Highlights & Insights

  • Closed-form Loss for Transfer Utility: Eq.8/13/15 express transfer gain directly as functions of data, alignment, and richness, providing an interpretable and predictive phase diagram that NTK/NNGP theories cannot provide.
  • Insightful Adaptive Kernel Decomposition: Precising defining the harm of finite samples as "noise spikes + crosstalk terms" allowed a fine-grained explanation of representation quality.
  • "Infinite Richness is Harmful" is Counter-intuitive: While it is often assumed that more feature learning is better, Result 4 proves that excessively rich pre-training causes kernels to collapse to rank-one, losing learnability in all but the source direction.

Limitations & Future Work

  • Linear toy models rely on strong assumptions like isotropic data, which simplifies closed-form solutions but limits quantitative prediction range for structured/heavy-tailed data.
  • Analytical conclusions focus on two-layer networks where feature space dynamics are Markovian; deep networks involve complex history dependence.
  • Future work: Studying which hidden layers should be kept during transfer and connecting the framework to curriculum learning to explain task sequencing effects.
  • vs. NTK/NNGP Fixed Kernel Theory (Canatar 2021, Jacot 2020): These obtain fixed kernels where representations do not change. Ours preserves feature learning via µP, where kernels adapt to data.
  • vs. Bayesian Multi-task Transfer (Ingrosso 2025, Shan 2025): These regularize the target model toward source posterior weights. Ours uses gradient flow + DMFT to characterize how fluctuations in finite source data hurt fine-tuning.
  • vs.

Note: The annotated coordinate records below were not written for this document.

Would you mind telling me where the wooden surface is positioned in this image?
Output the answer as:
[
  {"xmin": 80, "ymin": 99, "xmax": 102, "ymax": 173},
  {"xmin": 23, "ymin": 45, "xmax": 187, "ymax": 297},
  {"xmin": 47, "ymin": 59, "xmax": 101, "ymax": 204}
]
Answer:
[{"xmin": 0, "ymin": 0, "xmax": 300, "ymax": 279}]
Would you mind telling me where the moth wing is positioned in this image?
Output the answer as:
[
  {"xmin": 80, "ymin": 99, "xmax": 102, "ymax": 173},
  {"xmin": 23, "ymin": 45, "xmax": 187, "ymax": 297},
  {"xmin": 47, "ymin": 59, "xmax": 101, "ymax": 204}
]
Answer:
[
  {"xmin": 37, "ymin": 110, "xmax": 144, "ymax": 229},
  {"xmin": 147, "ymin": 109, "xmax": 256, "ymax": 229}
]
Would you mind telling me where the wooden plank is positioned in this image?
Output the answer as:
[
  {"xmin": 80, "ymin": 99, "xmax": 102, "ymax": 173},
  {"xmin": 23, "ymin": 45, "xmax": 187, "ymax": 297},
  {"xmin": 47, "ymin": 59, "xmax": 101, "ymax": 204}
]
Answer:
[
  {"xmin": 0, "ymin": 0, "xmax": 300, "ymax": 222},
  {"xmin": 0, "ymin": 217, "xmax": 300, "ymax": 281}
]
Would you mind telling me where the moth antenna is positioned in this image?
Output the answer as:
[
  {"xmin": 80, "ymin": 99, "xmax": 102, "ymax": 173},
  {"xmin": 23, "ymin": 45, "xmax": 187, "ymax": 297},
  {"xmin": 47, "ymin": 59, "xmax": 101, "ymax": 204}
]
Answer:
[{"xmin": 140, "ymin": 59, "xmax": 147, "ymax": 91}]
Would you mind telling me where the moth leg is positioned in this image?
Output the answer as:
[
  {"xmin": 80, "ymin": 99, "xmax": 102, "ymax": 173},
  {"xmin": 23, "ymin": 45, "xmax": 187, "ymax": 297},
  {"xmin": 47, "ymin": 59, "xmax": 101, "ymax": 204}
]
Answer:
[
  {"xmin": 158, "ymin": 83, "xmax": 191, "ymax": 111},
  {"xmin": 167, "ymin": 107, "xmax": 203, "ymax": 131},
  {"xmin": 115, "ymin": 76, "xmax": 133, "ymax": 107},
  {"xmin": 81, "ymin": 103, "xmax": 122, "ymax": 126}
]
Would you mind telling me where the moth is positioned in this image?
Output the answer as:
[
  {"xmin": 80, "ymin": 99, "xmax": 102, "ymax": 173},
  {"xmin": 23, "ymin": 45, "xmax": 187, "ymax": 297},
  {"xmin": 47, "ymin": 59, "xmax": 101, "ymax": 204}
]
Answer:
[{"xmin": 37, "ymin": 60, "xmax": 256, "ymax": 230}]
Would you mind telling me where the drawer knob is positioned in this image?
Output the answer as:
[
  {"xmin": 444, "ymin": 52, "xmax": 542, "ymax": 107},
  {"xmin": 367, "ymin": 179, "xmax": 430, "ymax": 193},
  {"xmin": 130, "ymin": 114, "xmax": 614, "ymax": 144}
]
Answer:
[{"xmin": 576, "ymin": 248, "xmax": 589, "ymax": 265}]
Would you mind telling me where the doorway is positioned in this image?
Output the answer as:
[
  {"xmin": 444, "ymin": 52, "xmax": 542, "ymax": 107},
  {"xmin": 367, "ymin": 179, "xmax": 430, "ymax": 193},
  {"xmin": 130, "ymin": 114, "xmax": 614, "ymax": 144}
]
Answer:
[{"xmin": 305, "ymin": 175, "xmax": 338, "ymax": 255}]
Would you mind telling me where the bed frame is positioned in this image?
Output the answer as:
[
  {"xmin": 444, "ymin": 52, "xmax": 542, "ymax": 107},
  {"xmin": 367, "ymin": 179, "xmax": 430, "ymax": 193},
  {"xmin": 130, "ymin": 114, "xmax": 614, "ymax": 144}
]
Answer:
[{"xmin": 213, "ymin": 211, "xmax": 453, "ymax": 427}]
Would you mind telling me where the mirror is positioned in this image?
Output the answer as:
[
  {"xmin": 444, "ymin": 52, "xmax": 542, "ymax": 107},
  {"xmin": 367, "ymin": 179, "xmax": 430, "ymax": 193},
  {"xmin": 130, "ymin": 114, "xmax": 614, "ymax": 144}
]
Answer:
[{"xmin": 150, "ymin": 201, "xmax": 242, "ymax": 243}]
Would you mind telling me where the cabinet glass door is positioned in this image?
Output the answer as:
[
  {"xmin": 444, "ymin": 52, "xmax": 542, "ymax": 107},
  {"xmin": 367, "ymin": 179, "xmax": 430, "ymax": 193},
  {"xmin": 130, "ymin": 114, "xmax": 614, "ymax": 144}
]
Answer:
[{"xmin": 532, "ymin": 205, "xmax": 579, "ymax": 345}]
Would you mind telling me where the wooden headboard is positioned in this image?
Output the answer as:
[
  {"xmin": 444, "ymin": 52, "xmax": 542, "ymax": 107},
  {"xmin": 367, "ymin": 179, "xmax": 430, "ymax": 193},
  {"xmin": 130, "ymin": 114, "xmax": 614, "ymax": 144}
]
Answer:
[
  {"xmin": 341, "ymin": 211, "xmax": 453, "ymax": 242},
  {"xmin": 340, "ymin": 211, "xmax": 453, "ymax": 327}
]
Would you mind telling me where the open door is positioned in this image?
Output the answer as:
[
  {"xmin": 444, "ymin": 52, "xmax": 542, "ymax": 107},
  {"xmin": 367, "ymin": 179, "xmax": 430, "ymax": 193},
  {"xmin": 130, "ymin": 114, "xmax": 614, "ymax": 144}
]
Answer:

Deep Linear Fine-tuning (Tahir 2024): Previous works only analyzed infinite source data and low-rank kernels. Ours covers finite data fluctuations and extends to non-linear networks and joint rich settings.

Rating

  • Novelty: ⭐⭐⭐⭐⭐ First theory to provide a closed-form phase diagram for transfer success in an infinite-width feature learning limit.
  • Experimental Thoroughness: ⭐⭐⭐⭐ Synthetic tasks and CIFAR-10 validate the theory well, though large-scale real-world datasets are limited.
  • Writing Quality: ⭐⭐⭐⭐ Clear structure and progressive results, though high formula density may be a barrier for non-theory readers.
  • Value: ⭐⭐⭐⭐⭐ Provides an interpretable theoretical guide for "when to pre-train" and "when negative transfer occurs."